Computational Science Asked on February 16, 2021

Our data set has $10^4$ data points, but has a long baseline and many gaps. As the histogram shows, the horizontal-axis is time and most of the time, there are no data. The vertical-axis is data counts. The total time is, in fact, short (green lines), but gaps make the time baseline very long.
enter image description here

If we bin the data, there would be $10^8$ data points[t,value], but only about $1%$ are non-zero values. After binning, most of those values are zero because of those gaps.

How to improve detection efficiency(a faster method)?

A multi-threading way is possible(especially for Lomb-Scargle)?

One Answer

One way to approach it, could be to do the analysis in two steps. First, you do a sweep along your dataset, and collect all nonzero values, and their times into a (much shorter!) data structure. You collect a list of tuples [t,value] basically. Every sweep after that will be extremely fast as you can safely assume every datapoint not in your list to be zero. Clicking on your link I have a hard time understanding what I see. These are not simple csv-style datapoints. They are in the form of:

139459196.2742752731

139462208.5806673169

139462689.1677284241

139467485.6161292493

...

Are these just your times and the second number is omitted?
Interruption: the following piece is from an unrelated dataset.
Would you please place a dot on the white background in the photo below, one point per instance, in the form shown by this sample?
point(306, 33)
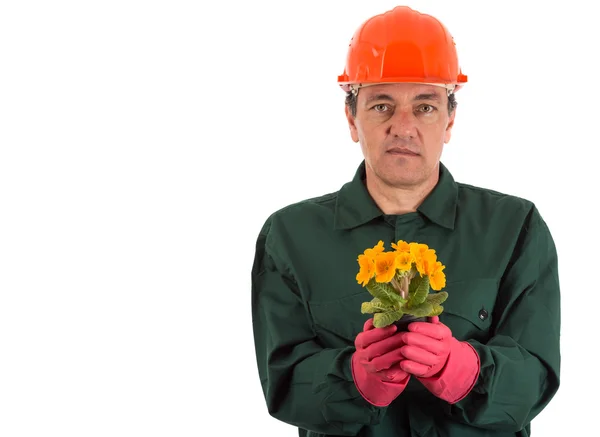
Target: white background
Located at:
point(143, 144)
How do you want to go about the periodicity detection? The obvious way here is to use a fourier transform which, after transform, will show you at which frequencies you have periodicity. Have you researched fast-fourier-transforms for python: (scipy.fftpack) ? I would be surprised if there would be no parallel implementation for a fourier transform in python. If that is still not fast enough there is the FFTW-library, boldly calling itself "Fastest Fourier Transform in The West", but I have to warn you that it is a pain in the ass to use. [EDIT:] There is a pyhton wrapper for FFTW pyFFTW.

You seem to have an impressive ammount of data. You might get away with doing some averaging, depending on your precision needs. If you take the first, say 10, datapoints, and take the maximum amplitude, store in a shorter array, and repeat for the following. You may shorten your dataset significantly (with loss in precision on your time axis of course).